Monday, August 11, 2014

Donations to Charity

Raku Torso

The question of donations comes up often.

Charitable organizations ask artists to give them a piece of their work to be sold or auctioned off.  There's nothing wrong with that,  but---

I have contributed pieces of my work, but I'm always a bit irked by the assumption that artists are expected to do this.

Maybe it's the assumption that artists are easygoing, kindly creatures because they are 'sensitive and creative and full of soul'.  Well, we may be, but we also have to spend money to make money and be business people or we wouldn't be making art for long. We're not flower children and we don't live on air. But start THAT conversation and you will soon see their dust.

A lot of us either work at another job or our spouses work to support us or we have some sort of resources that allows us to make our art. Even Leonardo had to have someone to pay his bills, for pete's sake.

Sure, sure, there were and are some rock stars in art, but for the most part, we aren't rock stars, we're working (emphasis on the working) artists. And for most of us, we'd go crazy if we didn't make things.

I wonder how many of them give their work away?

So, what to do?

What I would really like to say is, "What do you think I am, a charity?"

But you don't; you just---

1. Grit your teeth behind your smile and donate a piece that's not your very best, but one that's okay to give away.

             And we all get short-changed.

2. Say, "No, I never donate work." Or "I only give to certain organizations." Or "I've reached my cost limit on contributions. "  (The last isn't such a bad a response.)

But you can't win.

The other myth that comes right on the heels of the donation request is, "It's okay, you can write it off on your income tax."

Not true.

You can only write the cost of your materials.  Not the value of the piece, not your time. An artist can't evaluate their own work for tax purposes. And only when you sell a piece can you take the cost of materials.

Here's a Better Way:

Request the organizer budget in the cost of the piece and buy it from you. The cost gets included in their budget and probably can be written off as show expense.
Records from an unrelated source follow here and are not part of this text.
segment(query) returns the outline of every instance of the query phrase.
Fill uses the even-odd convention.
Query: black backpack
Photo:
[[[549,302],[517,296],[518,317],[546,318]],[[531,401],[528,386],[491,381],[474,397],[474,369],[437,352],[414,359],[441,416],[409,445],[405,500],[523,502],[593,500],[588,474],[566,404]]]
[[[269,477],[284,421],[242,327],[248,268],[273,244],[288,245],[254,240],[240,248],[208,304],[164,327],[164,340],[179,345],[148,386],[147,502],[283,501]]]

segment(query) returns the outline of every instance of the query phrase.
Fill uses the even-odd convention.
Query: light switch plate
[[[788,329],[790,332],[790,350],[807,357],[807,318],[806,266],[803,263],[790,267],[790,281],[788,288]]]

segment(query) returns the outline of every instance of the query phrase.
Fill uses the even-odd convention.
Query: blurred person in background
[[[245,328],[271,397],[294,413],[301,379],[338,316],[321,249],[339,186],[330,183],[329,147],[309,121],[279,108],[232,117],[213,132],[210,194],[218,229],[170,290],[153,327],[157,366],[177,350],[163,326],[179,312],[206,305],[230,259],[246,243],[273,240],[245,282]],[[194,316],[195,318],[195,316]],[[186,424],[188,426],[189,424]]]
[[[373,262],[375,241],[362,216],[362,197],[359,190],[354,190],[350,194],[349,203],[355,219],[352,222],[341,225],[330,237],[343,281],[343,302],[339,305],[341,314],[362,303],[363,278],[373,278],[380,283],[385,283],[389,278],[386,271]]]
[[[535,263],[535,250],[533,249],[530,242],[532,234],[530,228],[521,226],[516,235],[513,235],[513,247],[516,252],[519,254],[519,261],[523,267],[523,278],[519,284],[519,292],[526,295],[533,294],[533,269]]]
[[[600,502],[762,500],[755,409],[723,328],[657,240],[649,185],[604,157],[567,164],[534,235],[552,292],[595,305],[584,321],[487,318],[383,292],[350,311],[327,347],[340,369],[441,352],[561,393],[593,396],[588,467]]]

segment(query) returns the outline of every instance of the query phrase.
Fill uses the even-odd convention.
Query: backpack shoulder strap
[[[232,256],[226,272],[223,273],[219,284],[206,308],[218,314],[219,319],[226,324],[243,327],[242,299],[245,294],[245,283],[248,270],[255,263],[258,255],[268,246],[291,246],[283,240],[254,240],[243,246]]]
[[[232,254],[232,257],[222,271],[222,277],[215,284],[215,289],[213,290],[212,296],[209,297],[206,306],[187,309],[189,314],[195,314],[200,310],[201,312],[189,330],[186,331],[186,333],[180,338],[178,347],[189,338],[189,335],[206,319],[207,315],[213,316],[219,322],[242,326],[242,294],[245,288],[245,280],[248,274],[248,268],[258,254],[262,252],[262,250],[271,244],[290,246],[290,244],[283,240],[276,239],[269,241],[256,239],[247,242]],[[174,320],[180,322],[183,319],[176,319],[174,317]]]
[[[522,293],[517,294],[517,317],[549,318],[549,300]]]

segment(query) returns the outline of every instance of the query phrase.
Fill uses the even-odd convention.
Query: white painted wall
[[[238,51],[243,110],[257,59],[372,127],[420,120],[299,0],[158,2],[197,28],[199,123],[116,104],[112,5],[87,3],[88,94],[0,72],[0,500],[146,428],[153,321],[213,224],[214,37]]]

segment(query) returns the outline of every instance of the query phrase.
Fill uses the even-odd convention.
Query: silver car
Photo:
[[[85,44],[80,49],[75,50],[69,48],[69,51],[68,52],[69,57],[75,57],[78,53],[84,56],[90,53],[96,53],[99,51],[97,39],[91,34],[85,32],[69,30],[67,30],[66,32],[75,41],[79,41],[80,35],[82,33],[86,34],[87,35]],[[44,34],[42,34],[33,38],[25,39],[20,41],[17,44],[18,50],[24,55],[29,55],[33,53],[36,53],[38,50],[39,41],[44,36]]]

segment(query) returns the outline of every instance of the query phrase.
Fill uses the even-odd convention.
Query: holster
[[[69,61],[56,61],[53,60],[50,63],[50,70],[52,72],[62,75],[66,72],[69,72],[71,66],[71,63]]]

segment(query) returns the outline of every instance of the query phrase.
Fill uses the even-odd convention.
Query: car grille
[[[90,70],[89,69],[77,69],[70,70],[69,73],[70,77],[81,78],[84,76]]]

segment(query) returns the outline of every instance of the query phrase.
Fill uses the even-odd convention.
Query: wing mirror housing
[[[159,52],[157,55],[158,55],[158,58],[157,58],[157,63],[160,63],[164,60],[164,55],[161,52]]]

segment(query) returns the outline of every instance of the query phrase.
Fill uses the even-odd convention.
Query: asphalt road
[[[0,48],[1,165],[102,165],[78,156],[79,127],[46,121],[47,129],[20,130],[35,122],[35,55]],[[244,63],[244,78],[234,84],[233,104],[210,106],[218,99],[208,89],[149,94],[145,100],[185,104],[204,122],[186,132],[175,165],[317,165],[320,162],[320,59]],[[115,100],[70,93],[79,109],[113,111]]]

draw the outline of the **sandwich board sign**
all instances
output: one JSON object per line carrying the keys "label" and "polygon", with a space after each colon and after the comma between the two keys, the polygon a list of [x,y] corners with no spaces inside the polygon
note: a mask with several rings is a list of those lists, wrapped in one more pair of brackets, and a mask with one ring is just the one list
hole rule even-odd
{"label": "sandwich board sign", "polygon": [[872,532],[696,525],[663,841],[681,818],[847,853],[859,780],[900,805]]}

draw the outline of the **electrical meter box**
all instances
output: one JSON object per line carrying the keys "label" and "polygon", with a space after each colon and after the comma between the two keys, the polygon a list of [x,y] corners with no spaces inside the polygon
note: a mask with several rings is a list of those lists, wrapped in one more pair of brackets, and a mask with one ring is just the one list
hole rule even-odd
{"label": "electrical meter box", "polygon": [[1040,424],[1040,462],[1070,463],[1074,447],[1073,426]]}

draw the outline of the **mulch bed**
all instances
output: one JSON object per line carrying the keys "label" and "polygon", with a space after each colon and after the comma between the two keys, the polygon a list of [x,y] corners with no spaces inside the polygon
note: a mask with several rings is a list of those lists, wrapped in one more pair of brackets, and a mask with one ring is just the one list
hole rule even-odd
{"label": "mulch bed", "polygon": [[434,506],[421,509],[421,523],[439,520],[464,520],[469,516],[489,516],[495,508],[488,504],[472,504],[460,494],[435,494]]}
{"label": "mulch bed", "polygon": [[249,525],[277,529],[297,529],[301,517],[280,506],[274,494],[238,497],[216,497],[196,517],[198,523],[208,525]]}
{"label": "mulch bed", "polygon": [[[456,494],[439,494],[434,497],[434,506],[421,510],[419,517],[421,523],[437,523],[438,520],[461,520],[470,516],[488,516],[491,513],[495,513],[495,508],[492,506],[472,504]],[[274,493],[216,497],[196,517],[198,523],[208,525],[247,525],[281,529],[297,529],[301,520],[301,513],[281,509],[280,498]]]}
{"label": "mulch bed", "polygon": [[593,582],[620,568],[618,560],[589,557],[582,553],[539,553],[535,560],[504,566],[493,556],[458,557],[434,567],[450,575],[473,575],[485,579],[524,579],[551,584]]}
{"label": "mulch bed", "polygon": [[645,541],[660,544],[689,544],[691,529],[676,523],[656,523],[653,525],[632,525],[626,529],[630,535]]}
They become an example of "Supporting the Arts", a much talked-about idea, but a not-enough-done-about action.

You get paid upfront.

The organizer sells raffle tickets or runs a silent auction for the prize. They gain funds against the cost of the event. (To say nothing of gaining additions to their contact and mailing list) Your work is on display and becomes the center of attraction.

The winner/buyer can take the cost off THEIR income tax as a contribution.

Everybody wins.

Garden Sculpture; Water Fountain


Clay and Fiber Artist said...

Explanation: One comment was removed not because of the content of the comment but because of it being linked to a questionable marketing website.

Lori Watts said...

Since this idea caught on - the benefit-art-auction thing - I get very frequent requests along this line. I, too, am somewhat irked by the idea that artists should just give their work away. In many cases, it's asking the equivalent of a great deal of money, from someone who makes very little money. The underlying assumption is, it's just art, we made it so it doesn't cost us anything. Wrong!
There are a couple of organizations to whom I donate work - they are the ones I would give money to, if I had any money. I'm learning to say no to the others.